Colonel Lester Bascom Wikoff (1893-1978) served as the fifth Superintendent of Wentworth Military Academy in Lexington, Missouri, from 1960 to 1971.

Lester B. Wikoff was born in West Union, Ohio, on December 9, 1893. From 1911 to 1915, he attended the University of Missouri, where he lettered in football for the Tigers, and earned a Bachelor of Arts and a Bachelor of Science in education. He arrived at Wentworth fresh out of college, teaching Latin and English and coaching football, basketball and baseball. Over the next 56 years, he would occupy almost every position and play a key role in catapulting the Academy to national prominence.
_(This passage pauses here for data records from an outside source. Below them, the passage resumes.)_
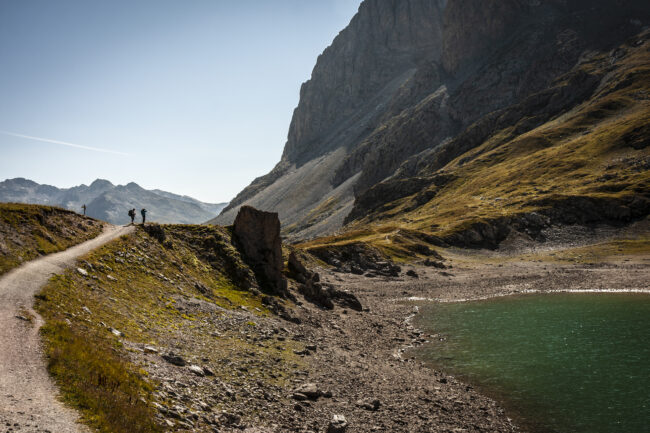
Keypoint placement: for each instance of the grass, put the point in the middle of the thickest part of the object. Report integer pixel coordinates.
(585, 152)
(602, 251)
(95, 378)
(29, 231)
(171, 293)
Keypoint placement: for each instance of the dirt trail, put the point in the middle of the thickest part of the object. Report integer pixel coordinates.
(28, 397)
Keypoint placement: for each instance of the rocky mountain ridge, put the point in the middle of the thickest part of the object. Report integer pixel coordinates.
(111, 203)
(425, 80)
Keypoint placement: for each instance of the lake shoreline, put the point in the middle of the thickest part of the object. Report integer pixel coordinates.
(390, 302)
(469, 332)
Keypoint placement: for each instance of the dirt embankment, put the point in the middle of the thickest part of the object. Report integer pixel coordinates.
(28, 398)
(220, 358)
(30, 231)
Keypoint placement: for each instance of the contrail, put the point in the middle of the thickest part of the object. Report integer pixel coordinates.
(64, 143)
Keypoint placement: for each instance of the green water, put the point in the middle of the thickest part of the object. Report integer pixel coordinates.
(561, 363)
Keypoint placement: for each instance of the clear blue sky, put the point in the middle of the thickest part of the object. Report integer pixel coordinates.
(193, 96)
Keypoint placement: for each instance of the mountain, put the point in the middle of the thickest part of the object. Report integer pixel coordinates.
(461, 118)
(111, 203)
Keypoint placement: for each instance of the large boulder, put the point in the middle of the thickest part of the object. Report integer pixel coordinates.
(257, 236)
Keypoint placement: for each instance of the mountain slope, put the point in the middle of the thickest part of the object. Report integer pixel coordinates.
(30, 231)
(525, 168)
(111, 203)
(492, 71)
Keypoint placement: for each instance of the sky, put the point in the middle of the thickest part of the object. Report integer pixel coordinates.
(193, 97)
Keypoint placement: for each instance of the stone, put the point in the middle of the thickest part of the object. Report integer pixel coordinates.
(310, 390)
(257, 236)
(174, 359)
(116, 332)
(412, 273)
(338, 424)
(196, 370)
(369, 404)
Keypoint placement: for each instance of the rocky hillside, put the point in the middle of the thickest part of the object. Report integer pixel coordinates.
(29, 231)
(111, 203)
(204, 328)
(419, 96)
He became Athletic Director in 1917, and added the duties of Director of Enrollment and Quartermaster in 1928. He served as Business Manager, Secretary and Treasurer from 1935 to 1960, running the school in partnership with Superintendent James M. Sellers. Sellers and Wikoff were co-owners of Wentworth from 1935 to 1951, when Wikoff oversaw the school's re-organization as a non-profit institution. From 1960 to 1971, he served as Superintendent, a period during which the school had unparalleled enrollment, averaging over 600 students a year. It was under his guidance that the Scholastic Building, Chapel, Sandford Sellers Hall, and the Field House were constructed.
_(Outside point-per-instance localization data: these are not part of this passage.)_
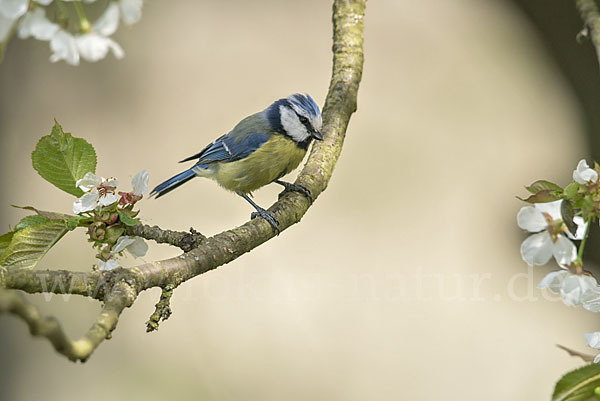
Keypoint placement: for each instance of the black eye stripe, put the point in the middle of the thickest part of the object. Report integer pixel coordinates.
(305, 122)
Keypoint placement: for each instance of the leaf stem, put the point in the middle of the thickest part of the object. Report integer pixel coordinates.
(582, 245)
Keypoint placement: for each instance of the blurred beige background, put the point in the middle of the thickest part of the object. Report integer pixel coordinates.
(404, 281)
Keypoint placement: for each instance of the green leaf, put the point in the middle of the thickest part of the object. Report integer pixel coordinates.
(127, 219)
(113, 234)
(73, 222)
(62, 160)
(30, 244)
(571, 190)
(578, 385)
(4, 241)
(542, 185)
(48, 215)
(29, 221)
(542, 196)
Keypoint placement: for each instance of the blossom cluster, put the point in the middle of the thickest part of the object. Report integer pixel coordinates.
(557, 218)
(105, 212)
(91, 42)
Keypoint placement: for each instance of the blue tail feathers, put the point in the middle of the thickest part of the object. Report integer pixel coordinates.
(172, 183)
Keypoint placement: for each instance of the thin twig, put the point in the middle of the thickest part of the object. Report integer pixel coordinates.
(121, 297)
(588, 9)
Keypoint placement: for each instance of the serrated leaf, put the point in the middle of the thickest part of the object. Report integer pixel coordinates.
(46, 214)
(578, 385)
(113, 233)
(127, 219)
(543, 196)
(571, 190)
(62, 159)
(30, 244)
(566, 211)
(4, 241)
(29, 221)
(541, 185)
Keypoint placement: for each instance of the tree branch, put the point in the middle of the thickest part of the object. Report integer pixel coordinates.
(185, 241)
(591, 17)
(121, 297)
(119, 288)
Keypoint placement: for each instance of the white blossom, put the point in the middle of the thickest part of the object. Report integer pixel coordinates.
(64, 47)
(134, 245)
(92, 197)
(5, 26)
(538, 248)
(140, 183)
(131, 10)
(93, 47)
(591, 299)
(37, 25)
(583, 174)
(108, 22)
(573, 288)
(110, 264)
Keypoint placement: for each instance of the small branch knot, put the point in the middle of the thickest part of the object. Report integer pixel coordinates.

Beyond Wentworth, Wikoff served as president of the Lexington Chamber of Commerce, as district governor of Rotary International, and as an elder in the Presbyterian Church. He was a district chairman of the Boy Scouts of America, receiving the Silver Beaver Award and being named Chieftain of the Mic-O-Say Tribe. He was In 1949-50, he served as president of the Missouri Chamber of Commerce, in 1960-61, he served as Vice President of the National Pony Express Centennial Association, and in 1963-64, as president of the Independent Schools Association of the Central States. He also organized one of the first Civil War re-enactments in the United States, when the Wentworth Cadet Corps re-fought the Battle of the Hemp Bales before a huge crowd in Lexington in 1955.

Wikoff died on January 4, 1978, in Lexington.